Build-Learn-Adjust, but know your metrics first
When talking about software engineering — whether you’re building a website or building an ML algorithm, people often talk about the need to “iterate”. If you’ve been associated with software engineering since the early 2000s, you might’ve heard the word “agile”. Some of Agile’s core principles are to deliver software more frequently, get feedback faster and adjust.
One thing people often forget to focus on, which I consider step 0 really is “Observability”. What metrics should you pursue to evaluate how your product is faring, how your software is performing, how your model is predicting. People tend to often embark on lengthy journeys and along the way realize the metrics that are important to measure success. At ReWorked, we spent a lot of time debating the right metric that we should focus on to evaluate Betty and this blog takes us through the journey of how Betty continues to iterate and evolve.
What we’re fundamentally building is a supervised ML model that’s a binary classifier — predicting Inquiries (True, False). In the future we could make it a more complicated model where we have multiple classes — DEAL, Inquiry-Success, Inquiry-Failure, No-Inquiry. Because after all, every marketing campaign that an investor sends out does translate to essentially the 4 classes mentioned above.
So what metric should we focus on while evaluating an ML model that’s a binary classifier?
We first naively thought the right metric to consider is Percentage of True Inquiries Predicted (PTIP). The thesis was more the number of true inquiries predicted the better, of course this needs to be a %, so a 100% predicting model obviously is a better model right? Wrong.
Why? Well, our model could predict 100% of the file as Inquiry = True, that would obviously be wrong as it’s not giving any value to our customers since the whole point is to predict just enough Inquiry = Trues such that our customers save $$s on mailing costs.
Enter the Confusion Matrix; In Machine Learning, the confusion matrix is often used as a performance measurement tool for a classification model for 2 or more classes, well that’s what we need! [p.s read more about Confusion Matrix here.
So, the next metric we looked at was the model accuracy which is typically computed as accuracy = (TP+TN)/(TP+TN+FP+FN)*100
This is a good metric, as it captures both the true positives (i.e. correctly predicted inquiries) as well as true negatives (i.e. correctly predicted non-inquiries).

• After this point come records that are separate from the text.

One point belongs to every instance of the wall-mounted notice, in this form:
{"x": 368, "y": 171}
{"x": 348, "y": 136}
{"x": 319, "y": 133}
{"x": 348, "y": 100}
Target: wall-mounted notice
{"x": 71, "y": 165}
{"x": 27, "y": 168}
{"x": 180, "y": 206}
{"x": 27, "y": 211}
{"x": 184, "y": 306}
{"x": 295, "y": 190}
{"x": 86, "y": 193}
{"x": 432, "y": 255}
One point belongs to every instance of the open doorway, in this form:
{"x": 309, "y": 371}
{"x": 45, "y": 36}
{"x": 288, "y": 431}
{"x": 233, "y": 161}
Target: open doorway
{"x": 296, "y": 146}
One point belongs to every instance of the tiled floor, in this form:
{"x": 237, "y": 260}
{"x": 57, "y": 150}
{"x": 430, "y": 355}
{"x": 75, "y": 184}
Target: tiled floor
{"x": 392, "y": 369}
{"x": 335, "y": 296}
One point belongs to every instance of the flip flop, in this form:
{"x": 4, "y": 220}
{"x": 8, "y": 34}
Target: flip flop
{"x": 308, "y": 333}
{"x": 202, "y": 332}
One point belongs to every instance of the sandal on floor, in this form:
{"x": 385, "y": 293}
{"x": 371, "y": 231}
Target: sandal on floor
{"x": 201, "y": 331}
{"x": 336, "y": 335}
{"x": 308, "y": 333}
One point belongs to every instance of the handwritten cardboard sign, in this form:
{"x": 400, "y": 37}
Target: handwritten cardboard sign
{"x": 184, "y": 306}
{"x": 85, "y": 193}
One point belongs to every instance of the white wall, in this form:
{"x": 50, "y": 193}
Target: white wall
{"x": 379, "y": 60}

However, there still is a problem, if we look at model accuracy alone, that’s biasing towards overall accuracy whereas the cost of a False Positive (we predicted an inquiry, in reality it was not) is very different from a cost of a False Negative (we predicted a non-inquiry, in reality it was). While the cost of a False Positive is a few cents (i.e. cost of mailer / sms); the cost of a False Negative is potentially tens of thousands of dollars. So this imbalance in importance of FP and FN is not represented in the model accuracy metric.
So in light of all that, a new metric had to be derived, one that strikes the right balance between identifying sufficient inquiry=False while also keeping the TP’s high. The new metric we came up with was weighted average, calculated as follows: (2*PTIP+Model Accuracy)/3
This turned out to be a great metric because it captures both True Positives as well as the overall model accuracy appropriately.
Now that we’ve defined what metric is important to us, in the upcoming blogs we’ll write about how at ReWorkedREI we’re building ML models to solve an important problem in the REI industry and to help our customers reduce their marketing spend and essentially “Do More with Less”.